Mâ min müslimin yedhulü ‘aleyhi ehûhü’l-müslimü fe-yülkî lehû visâdeten ikrâmen lehû ve i’zâmen lehû illâ ğaferallâhu lehû.
Selman radıyallahu anh’ten. Herhalde, Selmanü’l-Farisî hazretleri olmalı.
Buyurmuş ki Peygamber Efendimiz:
Mâ min müslimin. Hiç bir Müslüman kul yoktur ki;
Vedhulü ‘aleyhi ehûhü’l-müslimü. Ona bir Müslüman kardeşi ziyaret için geliyor da, evine giriyor da.
Fe-yülkî lehû visâdeten. O da ona bir yastık atıyor. Al şunu arkana, yaslan diye
İkrâmen lehû. İkram olarak ona, bir iyilik olarak.
Ve i’zâmen lehû. Ve onu yücelterek, büyülterek.
İllâ ğaferallâhu lehû. Allah onu muhakkak mağfiret eder. Bir yastıktan, Cenâb-ı Hakk’ın mağfiretine mazhar oluyor. İkramdan dolayı. Kardeşine ikram olsun diye, onu yüceltmek arzusu ile öyle yapınca; Allah onu mağfiret eder. Bu şeyler yani misafire ikram, Hz. Ali Efendimizin fütüvvetinin şanından, İslam da çok güzel adetlerden birisi. Misafire çokça ikram etmek, böyle yastık bile işte bir ikram oluyor. Buyur arkana yaslan falan diye.
İkinci hadîs-i şerîf,
İbn Abbâs radıyallahu anh’ten, Tirmizî rivayet etmiş. Ahmed b.Hanbel rivayet etmiş.
مَا مِنْ عَبْدٍ مُسْلِمٍ يَعُودُ مَرِيضًا لَمْ يَحْضُرْ أَجَلُهُ، فَيَقُولُ سَبْعَ مَرَّاتٍ: أَسْأَلُ اللهَ الْعَظِيمَ رَبَّ الْعَرْشِ الْعَظِيمِ أَنْ يَشْفِيَكَ، إِلَّا عُوفِيَ. حم ت حَسَنٌ غَرِيبٌ عَنِ ابْنِ عَبَّاسٍ.
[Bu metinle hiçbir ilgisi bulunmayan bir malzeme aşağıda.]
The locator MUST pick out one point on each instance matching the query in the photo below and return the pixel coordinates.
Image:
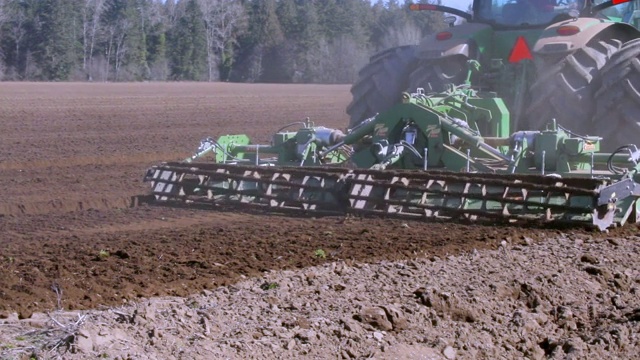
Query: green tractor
(577, 62)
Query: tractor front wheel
(381, 82)
(617, 117)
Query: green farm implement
(424, 157)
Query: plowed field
(72, 157)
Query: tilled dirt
(75, 236)
(570, 296)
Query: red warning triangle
(520, 51)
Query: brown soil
(74, 158)
(73, 235)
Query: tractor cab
(525, 13)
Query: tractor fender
(550, 42)
(460, 42)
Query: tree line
(284, 41)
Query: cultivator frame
(376, 169)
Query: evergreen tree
(188, 51)
(58, 48)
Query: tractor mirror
(450, 20)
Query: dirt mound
(265, 285)
(563, 297)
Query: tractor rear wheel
(563, 90)
(617, 117)
(381, 82)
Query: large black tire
(563, 89)
(435, 75)
(381, 82)
(617, 117)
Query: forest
(276, 41)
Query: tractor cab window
(524, 12)
(625, 12)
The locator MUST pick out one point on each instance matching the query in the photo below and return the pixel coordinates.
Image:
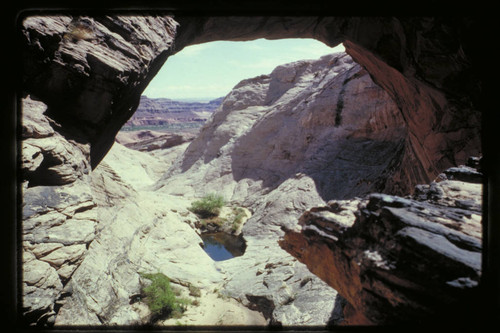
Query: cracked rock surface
(399, 259)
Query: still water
(222, 246)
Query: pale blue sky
(211, 70)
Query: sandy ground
(215, 310)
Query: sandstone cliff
(84, 77)
(160, 111)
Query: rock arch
(92, 83)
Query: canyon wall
(83, 77)
(400, 260)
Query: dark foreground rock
(396, 259)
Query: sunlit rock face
(84, 77)
(282, 138)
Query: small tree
(161, 299)
(208, 206)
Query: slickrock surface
(279, 145)
(399, 259)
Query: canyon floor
(313, 133)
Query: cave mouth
(222, 246)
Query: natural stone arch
(424, 64)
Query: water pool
(222, 246)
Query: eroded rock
(398, 259)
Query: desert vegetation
(208, 206)
(162, 300)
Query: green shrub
(194, 291)
(161, 299)
(238, 219)
(208, 206)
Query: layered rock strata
(399, 260)
(82, 79)
(85, 76)
(273, 146)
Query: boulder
(398, 260)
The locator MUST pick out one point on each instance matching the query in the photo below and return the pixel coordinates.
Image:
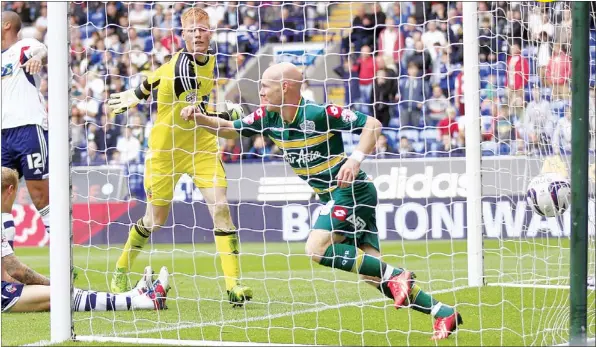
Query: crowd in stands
(402, 62)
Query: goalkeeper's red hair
(10, 184)
(196, 30)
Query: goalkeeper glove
(234, 110)
(120, 102)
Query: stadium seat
(418, 147)
(412, 134)
(429, 133)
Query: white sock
(45, 217)
(87, 300)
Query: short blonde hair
(9, 178)
(195, 13)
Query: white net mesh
(403, 64)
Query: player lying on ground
(177, 147)
(24, 116)
(24, 290)
(345, 234)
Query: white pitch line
(270, 316)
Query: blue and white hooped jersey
(8, 232)
(22, 102)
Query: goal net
(401, 62)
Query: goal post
(59, 151)
(580, 137)
(473, 152)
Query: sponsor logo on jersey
(191, 97)
(348, 116)
(10, 289)
(302, 158)
(308, 126)
(334, 111)
(255, 116)
(340, 213)
(7, 70)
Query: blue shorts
(11, 293)
(25, 149)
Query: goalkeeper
(345, 234)
(177, 147)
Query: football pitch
(298, 302)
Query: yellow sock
(226, 244)
(137, 238)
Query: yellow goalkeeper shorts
(162, 174)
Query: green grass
(299, 302)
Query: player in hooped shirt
(24, 116)
(24, 290)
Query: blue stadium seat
(490, 147)
(418, 147)
(428, 134)
(412, 134)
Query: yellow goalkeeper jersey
(181, 82)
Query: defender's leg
(210, 178)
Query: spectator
(421, 57)
(362, 33)
(231, 151)
(139, 17)
(486, 41)
(216, 11)
(511, 26)
(539, 123)
(543, 57)
(365, 67)
(504, 131)
(562, 135)
(517, 76)
(436, 106)
(259, 151)
(395, 13)
(432, 36)
(307, 92)
(378, 19)
(437, 64)
(391, 41)
(386, 64)
(558, 72)
(383, 149)
(563, 30)
(232, 17)
(489, 92)
(91, 157)
(110, 136)
(247, 35)
(158, 16)
(129, 147)
(288, 27)
(41, 24)
(412, 92)
(133, 40)
(544, 27)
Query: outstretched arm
(21, 272)
(368, 140)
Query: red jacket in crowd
(518, 70)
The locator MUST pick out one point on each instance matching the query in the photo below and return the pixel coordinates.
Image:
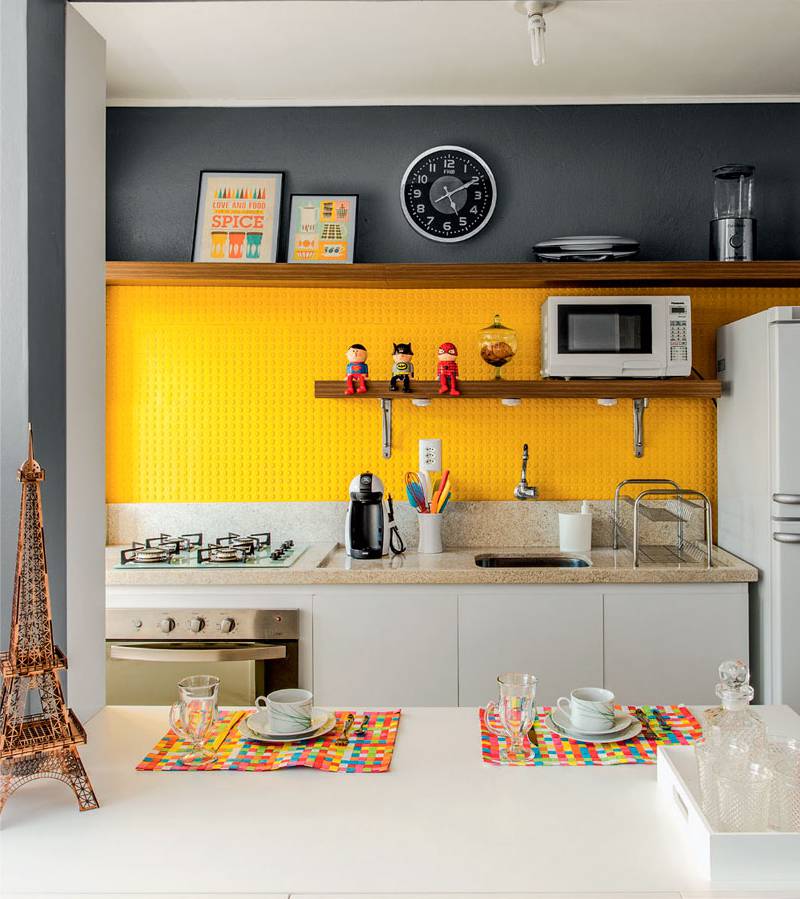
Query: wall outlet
(430, 454)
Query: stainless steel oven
(252, 651)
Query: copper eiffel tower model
(42, 744)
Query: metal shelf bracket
(386, 428)
(639, 405)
Mâ min ‘abdin müslimin ye’ûdü merîdan lem yahdur ecelühû fe-yekûlü seb’a merrâtin es’elullâhe’l-‘azîm rabbe’l-‘arşi’l-‘azim en yeşfiyeke illâ ‘ûfiye.
Hiçbir Müslüman kul yoktur ki;
Ye’ûdü merîdan. Bir hastayı ziyaret ediyor. Hastayı ziyarete geliyor.
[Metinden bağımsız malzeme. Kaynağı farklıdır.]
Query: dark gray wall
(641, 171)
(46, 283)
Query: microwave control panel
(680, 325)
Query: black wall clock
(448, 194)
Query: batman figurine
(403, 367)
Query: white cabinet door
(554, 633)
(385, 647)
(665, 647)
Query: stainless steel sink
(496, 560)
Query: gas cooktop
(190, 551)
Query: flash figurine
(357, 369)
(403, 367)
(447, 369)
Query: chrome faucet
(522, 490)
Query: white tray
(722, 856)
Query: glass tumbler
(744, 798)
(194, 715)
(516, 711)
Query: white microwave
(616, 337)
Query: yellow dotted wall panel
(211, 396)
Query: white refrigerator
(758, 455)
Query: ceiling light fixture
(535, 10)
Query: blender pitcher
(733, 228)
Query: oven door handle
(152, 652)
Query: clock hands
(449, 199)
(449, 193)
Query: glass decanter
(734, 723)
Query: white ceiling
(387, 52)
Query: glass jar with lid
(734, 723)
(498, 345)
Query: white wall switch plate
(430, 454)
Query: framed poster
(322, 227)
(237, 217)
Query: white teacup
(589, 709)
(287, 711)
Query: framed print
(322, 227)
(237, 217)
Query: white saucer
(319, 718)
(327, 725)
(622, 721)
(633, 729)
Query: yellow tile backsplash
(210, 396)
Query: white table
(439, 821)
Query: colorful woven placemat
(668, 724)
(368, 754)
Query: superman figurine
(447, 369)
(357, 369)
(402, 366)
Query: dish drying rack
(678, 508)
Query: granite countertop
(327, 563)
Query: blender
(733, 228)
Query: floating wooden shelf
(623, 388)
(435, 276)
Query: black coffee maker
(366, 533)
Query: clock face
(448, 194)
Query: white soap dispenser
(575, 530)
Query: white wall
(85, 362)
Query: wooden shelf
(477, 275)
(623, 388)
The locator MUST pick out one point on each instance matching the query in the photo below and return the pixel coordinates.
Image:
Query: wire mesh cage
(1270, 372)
Lem yahdur ecelühû. Eceli gelmemiş bir hastaya. Yani artık o, öyle bir yatağa yatmış ki ordan ahirete göçecek, ölüm zamanı gelmiş, ordan ölecek. Öyle değil. Yani eceli gelmemiş bir hastaya, bir müslüman kul ziyaret ederse. Müslüman kullardan ziyaret eden hiçbir kimseyi yoktur ki böyle bir eceli gelmemiş hastayı.
Fe-yekûlü seb’a merrâtin. 7 defa hastaya diyor ki;
Es’elullâhe’l-‘azîm. Ulu Allah’tan diliyorum.
Rabbe’l-‘arşi’l-‘azim. Ulu arşın sahibi, ulu Allah’tan istiyorum.
Diliyorum ki;
En yeşfiyeke. Sana şifa versin. Rabb’ı, arş-ı azamın Rabb’ı, ulu Allah’tan sana şifa vermesini diliyorum diye 7 defa derse.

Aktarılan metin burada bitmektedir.